Ich schätze es sehr, wenn Menschen über Einfühlungsvermögen, Warmherzigkeit, Toleranz, Respekt, Aufrichtigkeit und klare Prinzipien verfügen; wenn sie wissen, was sie wollen, sich dabei aber nicht zu ernst nehmen und auch mal über sich selbst lachen können; wohingegen mir humorlose, intolerante, aggressive, respektlose, unehrliche und rückgratlose Zeitgenossen ziemlich auf die Nüsse gehen... 

Es folgen fünf Stichpunkte, auf die Du nur einen einzigen kurzen Satz zur Antwort hast! 

Gedanken: ...dürfen in keinem Haushalt fehlen.

Zeit: eine Illusion.

Religion: Organisierte Religion und organisiere Kriminalität stehen sich in nichts nach...

Tod: Einer meiner Lieblings-Charaktere in Terry Pratchett's Scheibenwelt-Romanen

Gefühle: ...sollten des öfteren mit dem Verstand abgestimmt werden. 

Welches Genre von Filmen bevorzugst Du? 

Das ist völlig verschieden: Genau wie in der Musik kommt es nicht auf das Genre an, sondern einfach nur darauf, ob ein Film bzw. ein Song gut oder schlecht ist. Die letzten Filme, die mir sehr gut gefallen haben, waren "Neulich in Belgien" von Christophe Van Rompaey, "Hellboy 2" von Guillermo del Toro, "Wall-E" von Andrew Stanton und "Control" von Anton Corbijn... 

Was ist Dein Antichrisis – Lieblingssong? 

Ganz einfach - immer der, an dem ich gerade arbeite... 

Fliegst Du gerne mal in Traumwelten oder bleibst Du immer mit beiden Beinen auf den Boden? 

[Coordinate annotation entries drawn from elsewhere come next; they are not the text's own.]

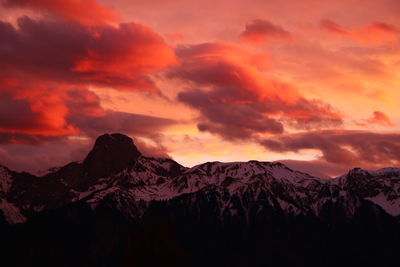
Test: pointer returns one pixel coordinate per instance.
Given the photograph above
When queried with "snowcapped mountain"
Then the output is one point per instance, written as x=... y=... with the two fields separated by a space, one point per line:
x=115 y=169
x=118 y=203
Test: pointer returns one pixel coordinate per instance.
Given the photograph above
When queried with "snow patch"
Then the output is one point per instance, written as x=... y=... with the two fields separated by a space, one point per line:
x=11 y=213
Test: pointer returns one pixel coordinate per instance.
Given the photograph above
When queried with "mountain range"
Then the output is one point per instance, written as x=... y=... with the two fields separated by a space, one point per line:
x=120 y=208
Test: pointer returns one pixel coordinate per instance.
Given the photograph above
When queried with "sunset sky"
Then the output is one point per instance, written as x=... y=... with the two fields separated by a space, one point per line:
x=314 y=84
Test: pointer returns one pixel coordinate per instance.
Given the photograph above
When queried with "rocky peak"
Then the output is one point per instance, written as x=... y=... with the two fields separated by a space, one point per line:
x=111 y=154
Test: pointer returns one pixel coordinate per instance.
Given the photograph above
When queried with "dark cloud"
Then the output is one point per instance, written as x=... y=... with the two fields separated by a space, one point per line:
x=117 y=56
x=346 y=148
x=235 y=100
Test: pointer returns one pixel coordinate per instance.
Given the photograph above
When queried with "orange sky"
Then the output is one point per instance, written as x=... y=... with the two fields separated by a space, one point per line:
x=312 y=83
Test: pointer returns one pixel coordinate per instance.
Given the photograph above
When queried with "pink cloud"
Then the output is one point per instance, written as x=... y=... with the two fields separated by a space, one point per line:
x=261 y=30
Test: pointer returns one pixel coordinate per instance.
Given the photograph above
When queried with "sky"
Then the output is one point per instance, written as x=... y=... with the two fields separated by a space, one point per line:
x=313 y=84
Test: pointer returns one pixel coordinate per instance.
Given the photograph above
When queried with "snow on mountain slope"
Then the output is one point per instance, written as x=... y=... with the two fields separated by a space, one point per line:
x=236 y=188
x=381 y=187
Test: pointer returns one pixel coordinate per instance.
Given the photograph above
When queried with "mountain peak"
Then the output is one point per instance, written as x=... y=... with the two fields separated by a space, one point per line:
x=111 y=153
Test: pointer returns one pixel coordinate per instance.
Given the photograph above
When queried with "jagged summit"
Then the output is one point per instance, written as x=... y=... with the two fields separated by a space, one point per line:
x=111 y=154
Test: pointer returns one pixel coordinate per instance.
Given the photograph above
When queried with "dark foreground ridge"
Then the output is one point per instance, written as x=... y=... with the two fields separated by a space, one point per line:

Ein Mensch, der aufhört zu träumen, existiert zwar noch, aber er hat gleichzeitig zu leben aufgehört. Natürlich sollte man nie die Bodenhaftung verlieren und ab und an überprüfen, inwieweit sich die eigenen Wünsche und Vorstellungen noch mit der Realität vereinbaren lassen, doch letztendlich sind Träume überaus wichtig, weil sie uns antreiben und dabei unterstützen, scheinbar Unmögliches möglich zu machen und uns über Grenzen hinwegzusetzen. Sie können uns inspirieren und beflügeln, und das ist etwas, was für jeden kunstschaffenden Menschen immens wichtig ist... 

Was wünscht Du Dir für die Zukunft? 

Für immer mit meiner Frau Ayuma zusammenbleiben zu dürfen, mit ihr gemeinsam irgendwann einmal in England oder Norwegen leben und weiterhin Musik machen zu können. 

Ich bedanke mich! AUSgefragt! 

Gern geschehen - und weiterhin viel Erfolg für Dark Feather!